UTSA employee E.M. Mahon shows off the huge stock of office supplies and equipment housed in the university’s warehouse.

How Campus Runs

UTSA offices relied on a huge stock of supplies and equipment in the days before the digital age

[ This article was originally published in UTSA newsletter The Roadrunner on October 7, 1985 ]

From pens and paper clips to desks and file cabinets, Alan Norton makes sure faculty and staff have the tools they need to do their jobs efficiently. As director of Central Services, Norton oversees four employees working in Central Receiving, General Stores, Lab Stores, and the warehouse—areas concerned with the acquisition, distribution, and storage of the equipment and supplies that are the “nuts and bolts” of UTSA operations.

General Stores stocks approximately 650 different kinds of office supplies, buying them in quantity to save money and then delivering staples, paper, folders, and other items as ordered by university departments. Lab Stores performs the same service for the university’s science laboratories, filling requisitions for such basics as test tubes and chemicals.
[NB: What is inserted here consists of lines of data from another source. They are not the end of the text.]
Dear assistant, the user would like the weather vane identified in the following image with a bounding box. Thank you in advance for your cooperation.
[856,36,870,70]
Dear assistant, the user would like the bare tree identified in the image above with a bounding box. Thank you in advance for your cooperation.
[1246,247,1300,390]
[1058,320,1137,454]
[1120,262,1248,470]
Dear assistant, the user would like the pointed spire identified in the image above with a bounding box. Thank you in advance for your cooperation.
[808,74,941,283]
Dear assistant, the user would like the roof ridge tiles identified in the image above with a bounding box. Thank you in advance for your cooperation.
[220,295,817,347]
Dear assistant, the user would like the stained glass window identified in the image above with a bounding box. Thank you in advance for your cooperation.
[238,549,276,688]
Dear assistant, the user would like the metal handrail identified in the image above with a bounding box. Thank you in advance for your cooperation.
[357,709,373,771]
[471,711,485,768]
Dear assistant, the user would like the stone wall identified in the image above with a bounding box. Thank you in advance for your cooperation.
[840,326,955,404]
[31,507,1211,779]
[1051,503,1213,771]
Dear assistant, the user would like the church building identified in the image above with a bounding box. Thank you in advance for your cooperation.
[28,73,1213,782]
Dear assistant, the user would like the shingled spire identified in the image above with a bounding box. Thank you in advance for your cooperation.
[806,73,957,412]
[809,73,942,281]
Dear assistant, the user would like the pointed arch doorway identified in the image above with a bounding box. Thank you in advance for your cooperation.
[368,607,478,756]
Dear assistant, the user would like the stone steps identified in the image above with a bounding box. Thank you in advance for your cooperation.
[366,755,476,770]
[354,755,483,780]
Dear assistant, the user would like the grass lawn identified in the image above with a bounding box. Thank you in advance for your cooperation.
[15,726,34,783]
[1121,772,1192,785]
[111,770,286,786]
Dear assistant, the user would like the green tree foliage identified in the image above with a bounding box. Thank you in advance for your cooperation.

“We order our inventories based on usage and past experience,” Norton explains, “but we also will stock new supplies upon request if we determine there is enough demand.”

He points to Post-it pads—self-sticking note paper—as one popular item now carried because of a staff member’s suggestion.

Central Receiving, meanwhile, takes delivery of about 90% of all university orders—averaging 150 packages of all shapes and sizes each day. After the staff checks deliveries against purchase orders and makes sure the shipment isn’t damaged, packages are routed to the office that placed the order.

Backup supplies for departments like admissions and computing resources are kept in the warehouse until needed. Obsolete and no-longer-used equipment also is stored there, and Norton coordinates a surplus property sale to auction off these items every 18 months or so.

The first university department to move from the Koger Center to the permanent campus, Central Services was kept busy coordinating the hundreds of desks, chairs, and bookcases as well as other equipment needed to outfit a university.

“Although we don’t deal with such enormous quantities on a regular basis any more, some days can be almost as hectic,” Norton says.